I felt surprisingly little guilt; shame, perhaps, yes, almost certainly shame, when I looked at my husband’s sleeping face and even at his ungainly aspect as he sat slumped in his chair, oblivious to the television blaring out its multicoloured attractions. But what I mostly felt was energy, and it was true that I was never tired. I identified with the young people I passed in the street, bare-armed, bare-legged in the beautiful summer light, rather than the slow-moving and so respectable women issuing from flats like mine at an hour when I had already done my hasty shopping and was willing to sacrifice the rest of the morning to the preparation of Digby’s dinner.
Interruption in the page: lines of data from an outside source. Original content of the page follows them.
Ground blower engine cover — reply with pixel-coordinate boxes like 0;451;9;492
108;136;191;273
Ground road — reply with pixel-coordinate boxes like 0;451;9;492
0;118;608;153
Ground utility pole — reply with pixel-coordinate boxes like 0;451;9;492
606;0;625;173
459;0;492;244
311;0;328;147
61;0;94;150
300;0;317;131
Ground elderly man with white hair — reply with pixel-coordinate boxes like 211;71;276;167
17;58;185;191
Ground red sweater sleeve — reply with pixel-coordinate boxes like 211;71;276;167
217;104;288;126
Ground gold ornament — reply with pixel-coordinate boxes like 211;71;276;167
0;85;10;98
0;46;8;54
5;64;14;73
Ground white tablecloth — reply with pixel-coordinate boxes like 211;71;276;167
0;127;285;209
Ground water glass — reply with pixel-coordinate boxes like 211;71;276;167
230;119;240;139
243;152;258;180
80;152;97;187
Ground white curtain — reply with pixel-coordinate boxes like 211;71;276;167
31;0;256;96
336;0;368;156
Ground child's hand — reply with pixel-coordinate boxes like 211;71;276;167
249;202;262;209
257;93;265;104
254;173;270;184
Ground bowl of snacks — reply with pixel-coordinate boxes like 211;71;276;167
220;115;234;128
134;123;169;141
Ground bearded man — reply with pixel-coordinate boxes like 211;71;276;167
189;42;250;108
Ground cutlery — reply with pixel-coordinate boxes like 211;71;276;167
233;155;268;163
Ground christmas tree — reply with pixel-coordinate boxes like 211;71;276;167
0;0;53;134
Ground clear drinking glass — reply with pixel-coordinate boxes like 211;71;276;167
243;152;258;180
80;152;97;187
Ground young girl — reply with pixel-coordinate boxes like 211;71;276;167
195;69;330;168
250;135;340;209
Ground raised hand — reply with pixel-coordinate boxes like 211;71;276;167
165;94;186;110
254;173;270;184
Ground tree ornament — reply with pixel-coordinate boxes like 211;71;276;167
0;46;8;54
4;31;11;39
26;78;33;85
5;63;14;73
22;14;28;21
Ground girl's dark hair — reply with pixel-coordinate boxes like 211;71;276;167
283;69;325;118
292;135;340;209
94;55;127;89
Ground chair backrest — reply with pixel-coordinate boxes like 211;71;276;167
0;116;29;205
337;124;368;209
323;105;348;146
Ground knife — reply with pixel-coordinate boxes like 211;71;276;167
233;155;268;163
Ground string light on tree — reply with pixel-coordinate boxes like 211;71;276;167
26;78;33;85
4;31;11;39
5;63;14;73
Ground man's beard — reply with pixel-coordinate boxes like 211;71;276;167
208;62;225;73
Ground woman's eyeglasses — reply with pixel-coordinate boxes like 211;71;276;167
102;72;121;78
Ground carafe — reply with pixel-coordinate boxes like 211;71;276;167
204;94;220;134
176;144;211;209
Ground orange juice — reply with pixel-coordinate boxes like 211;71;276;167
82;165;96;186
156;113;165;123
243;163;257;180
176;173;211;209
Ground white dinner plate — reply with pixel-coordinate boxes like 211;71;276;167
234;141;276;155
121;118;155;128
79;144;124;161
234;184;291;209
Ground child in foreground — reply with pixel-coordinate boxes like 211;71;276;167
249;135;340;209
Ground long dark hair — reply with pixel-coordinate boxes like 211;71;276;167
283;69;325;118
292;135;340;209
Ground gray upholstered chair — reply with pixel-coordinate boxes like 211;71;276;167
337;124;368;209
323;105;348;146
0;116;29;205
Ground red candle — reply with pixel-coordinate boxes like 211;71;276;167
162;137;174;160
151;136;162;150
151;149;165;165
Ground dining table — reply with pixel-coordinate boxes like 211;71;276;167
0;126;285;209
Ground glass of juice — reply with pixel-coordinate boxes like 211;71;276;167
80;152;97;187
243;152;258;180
He complained that the casseroles I left in the oven for him were too heavy, that they gave him indigestion, but what little
conscience I had left was appeased by the care I put into the composition of those meals, as if they would count in my favour at some hazy moral tribunal which might or might not take place. I was not sure about this, although it seemed likely that at some point a reckoning would be demanded of me by a higher power, albeit one with which I had long since ceased communication.